Laxmi Shetty, a bus commuter, says there are places like the road outside Sion railways station and Bhendi Bazar where it is almost impossible to talk on the mobile phone due to high noise levels emanating from vehicles moving at a snail's pace.

"In fact, I feel pity for the shopkeepers of these areas because they have to put up with the high-decibel surroundings from morning till late evening," said Shetty.

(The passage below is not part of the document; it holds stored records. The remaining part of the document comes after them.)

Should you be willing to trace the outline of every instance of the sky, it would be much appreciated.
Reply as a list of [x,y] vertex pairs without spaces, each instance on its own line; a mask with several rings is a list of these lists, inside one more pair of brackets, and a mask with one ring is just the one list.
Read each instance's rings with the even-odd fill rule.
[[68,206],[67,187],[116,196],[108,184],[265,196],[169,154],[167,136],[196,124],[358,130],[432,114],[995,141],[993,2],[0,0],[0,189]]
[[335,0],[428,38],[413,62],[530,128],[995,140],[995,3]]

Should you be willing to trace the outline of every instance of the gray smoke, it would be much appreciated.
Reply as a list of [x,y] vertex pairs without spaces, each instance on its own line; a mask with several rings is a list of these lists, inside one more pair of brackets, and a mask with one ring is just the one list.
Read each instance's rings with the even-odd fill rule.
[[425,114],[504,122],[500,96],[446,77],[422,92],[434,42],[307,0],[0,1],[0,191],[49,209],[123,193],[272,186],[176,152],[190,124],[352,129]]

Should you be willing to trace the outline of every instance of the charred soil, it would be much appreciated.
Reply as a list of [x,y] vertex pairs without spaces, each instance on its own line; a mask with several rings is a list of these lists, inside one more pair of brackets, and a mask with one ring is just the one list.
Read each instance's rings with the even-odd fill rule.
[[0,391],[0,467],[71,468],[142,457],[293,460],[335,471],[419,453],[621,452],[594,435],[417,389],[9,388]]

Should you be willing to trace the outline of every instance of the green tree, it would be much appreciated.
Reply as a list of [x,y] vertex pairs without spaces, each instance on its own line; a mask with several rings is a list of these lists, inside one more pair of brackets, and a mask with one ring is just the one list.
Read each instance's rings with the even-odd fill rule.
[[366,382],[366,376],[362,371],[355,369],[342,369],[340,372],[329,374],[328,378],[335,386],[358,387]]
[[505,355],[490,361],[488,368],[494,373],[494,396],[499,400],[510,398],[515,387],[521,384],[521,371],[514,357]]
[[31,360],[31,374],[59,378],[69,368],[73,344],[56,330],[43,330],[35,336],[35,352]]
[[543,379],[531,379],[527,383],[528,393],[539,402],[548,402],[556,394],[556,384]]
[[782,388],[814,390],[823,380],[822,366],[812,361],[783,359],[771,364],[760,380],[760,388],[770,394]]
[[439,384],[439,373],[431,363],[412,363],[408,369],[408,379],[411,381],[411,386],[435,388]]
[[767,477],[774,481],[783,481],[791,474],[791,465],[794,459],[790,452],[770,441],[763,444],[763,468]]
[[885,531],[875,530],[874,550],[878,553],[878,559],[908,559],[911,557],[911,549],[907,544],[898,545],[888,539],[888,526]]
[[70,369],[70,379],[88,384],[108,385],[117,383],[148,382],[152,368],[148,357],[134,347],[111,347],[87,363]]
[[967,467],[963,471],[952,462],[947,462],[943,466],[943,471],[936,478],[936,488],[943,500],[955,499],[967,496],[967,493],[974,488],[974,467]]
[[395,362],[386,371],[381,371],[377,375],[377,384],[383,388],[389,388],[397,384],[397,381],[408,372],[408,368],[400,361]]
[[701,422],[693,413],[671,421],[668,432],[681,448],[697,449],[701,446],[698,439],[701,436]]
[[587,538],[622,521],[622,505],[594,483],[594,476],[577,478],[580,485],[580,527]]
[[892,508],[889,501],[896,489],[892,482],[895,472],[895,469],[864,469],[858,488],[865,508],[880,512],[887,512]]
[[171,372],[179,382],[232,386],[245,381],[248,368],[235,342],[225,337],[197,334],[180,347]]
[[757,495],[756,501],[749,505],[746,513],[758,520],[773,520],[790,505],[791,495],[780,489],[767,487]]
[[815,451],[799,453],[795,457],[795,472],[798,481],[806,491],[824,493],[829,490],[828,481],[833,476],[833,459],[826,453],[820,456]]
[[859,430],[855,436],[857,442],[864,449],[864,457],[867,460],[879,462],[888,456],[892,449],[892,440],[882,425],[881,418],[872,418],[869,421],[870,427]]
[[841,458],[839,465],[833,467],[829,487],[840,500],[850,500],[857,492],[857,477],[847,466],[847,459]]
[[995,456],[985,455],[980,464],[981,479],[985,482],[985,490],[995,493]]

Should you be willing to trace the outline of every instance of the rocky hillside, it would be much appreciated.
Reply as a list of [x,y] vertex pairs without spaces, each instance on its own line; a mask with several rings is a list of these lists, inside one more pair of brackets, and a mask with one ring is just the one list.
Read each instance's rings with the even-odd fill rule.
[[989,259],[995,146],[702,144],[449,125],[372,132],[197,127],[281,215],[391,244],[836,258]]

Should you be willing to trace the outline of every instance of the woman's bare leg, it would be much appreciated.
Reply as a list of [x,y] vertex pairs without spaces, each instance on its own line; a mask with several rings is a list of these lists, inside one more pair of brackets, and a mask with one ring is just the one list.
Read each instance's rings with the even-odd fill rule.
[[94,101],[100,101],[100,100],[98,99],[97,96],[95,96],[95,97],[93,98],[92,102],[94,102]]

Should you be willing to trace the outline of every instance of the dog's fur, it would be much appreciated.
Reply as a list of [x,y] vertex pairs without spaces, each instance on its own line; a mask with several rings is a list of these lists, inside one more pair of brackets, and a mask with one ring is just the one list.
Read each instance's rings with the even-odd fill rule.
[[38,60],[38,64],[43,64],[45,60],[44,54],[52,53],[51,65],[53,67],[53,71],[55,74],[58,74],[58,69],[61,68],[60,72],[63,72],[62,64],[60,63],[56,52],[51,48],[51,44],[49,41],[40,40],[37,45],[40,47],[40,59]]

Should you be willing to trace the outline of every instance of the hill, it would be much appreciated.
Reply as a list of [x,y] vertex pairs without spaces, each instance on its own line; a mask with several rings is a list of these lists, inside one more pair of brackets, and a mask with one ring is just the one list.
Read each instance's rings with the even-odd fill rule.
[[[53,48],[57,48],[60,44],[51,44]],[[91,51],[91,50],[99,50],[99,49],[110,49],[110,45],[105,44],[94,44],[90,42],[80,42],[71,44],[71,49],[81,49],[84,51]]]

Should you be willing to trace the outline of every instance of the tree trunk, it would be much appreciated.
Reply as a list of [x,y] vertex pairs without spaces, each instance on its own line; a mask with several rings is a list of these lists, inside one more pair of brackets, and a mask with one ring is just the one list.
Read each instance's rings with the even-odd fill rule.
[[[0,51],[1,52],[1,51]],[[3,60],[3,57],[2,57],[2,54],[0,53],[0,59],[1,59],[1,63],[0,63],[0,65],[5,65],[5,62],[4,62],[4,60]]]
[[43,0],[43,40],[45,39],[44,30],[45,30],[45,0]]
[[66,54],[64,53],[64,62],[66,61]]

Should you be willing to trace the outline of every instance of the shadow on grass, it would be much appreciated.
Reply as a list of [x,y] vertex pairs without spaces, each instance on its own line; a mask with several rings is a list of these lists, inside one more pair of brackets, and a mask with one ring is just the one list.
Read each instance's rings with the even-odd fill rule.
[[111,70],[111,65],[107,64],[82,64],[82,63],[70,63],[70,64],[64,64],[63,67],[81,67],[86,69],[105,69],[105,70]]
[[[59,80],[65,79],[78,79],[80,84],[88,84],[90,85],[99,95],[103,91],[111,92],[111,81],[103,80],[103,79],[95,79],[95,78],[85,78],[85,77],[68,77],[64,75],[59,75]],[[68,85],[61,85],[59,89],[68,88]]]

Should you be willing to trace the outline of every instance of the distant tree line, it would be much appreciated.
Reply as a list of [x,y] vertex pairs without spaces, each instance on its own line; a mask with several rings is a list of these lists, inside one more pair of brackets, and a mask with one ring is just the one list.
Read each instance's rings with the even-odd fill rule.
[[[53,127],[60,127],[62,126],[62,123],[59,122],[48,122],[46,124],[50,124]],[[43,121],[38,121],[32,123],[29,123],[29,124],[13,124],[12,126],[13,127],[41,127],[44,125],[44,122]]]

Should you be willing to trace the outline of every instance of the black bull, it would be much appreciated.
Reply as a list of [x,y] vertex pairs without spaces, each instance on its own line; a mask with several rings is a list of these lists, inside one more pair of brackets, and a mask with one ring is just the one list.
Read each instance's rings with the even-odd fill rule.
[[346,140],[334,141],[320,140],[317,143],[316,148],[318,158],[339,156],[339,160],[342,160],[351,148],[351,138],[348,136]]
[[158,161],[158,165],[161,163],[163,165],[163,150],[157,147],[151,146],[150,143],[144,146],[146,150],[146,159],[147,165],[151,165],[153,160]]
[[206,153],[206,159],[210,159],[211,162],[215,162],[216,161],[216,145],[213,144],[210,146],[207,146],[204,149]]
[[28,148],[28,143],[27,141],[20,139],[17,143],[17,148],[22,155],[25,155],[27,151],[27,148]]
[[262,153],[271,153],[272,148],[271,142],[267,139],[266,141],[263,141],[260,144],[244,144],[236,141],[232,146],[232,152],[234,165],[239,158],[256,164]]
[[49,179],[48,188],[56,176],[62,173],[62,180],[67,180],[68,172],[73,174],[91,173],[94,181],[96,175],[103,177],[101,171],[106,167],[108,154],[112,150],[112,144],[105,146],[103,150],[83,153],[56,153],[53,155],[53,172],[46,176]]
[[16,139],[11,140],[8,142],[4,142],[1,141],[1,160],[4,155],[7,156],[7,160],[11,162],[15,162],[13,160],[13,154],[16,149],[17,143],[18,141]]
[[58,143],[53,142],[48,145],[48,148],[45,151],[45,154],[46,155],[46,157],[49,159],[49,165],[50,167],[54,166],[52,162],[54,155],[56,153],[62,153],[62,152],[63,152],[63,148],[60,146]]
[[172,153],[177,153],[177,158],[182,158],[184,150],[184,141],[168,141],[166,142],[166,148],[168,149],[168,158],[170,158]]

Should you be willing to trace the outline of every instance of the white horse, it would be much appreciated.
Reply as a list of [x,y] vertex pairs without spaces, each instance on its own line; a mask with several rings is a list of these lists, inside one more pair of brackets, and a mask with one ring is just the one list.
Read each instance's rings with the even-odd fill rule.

For Narendra Rao, his recent visit to Europe was a huge relief in terms of noisy cars. "For days on, I didn't hear any honking. It was such a pleasant experience," said the businessman from Bandra.

Noise pollution activists and officials attribute the scene to a sharp rise in the number of vehicles on city roads. According to Regional Transport Office data, an average of about 450 vehicles are registered everyday. These add to the traffic jams that authorities and citizens are already struggling to deal with.

Incessant honking is a common sight, or rather sound, when a signal turns green in Mumbai. "People think by honking they will reach their destination much faster. The fact is that it is never going to clear a traffic jam. Also, it is irritating for other motorists. On many occasions, motorists honk even when the light is are red," said a traffic police officer.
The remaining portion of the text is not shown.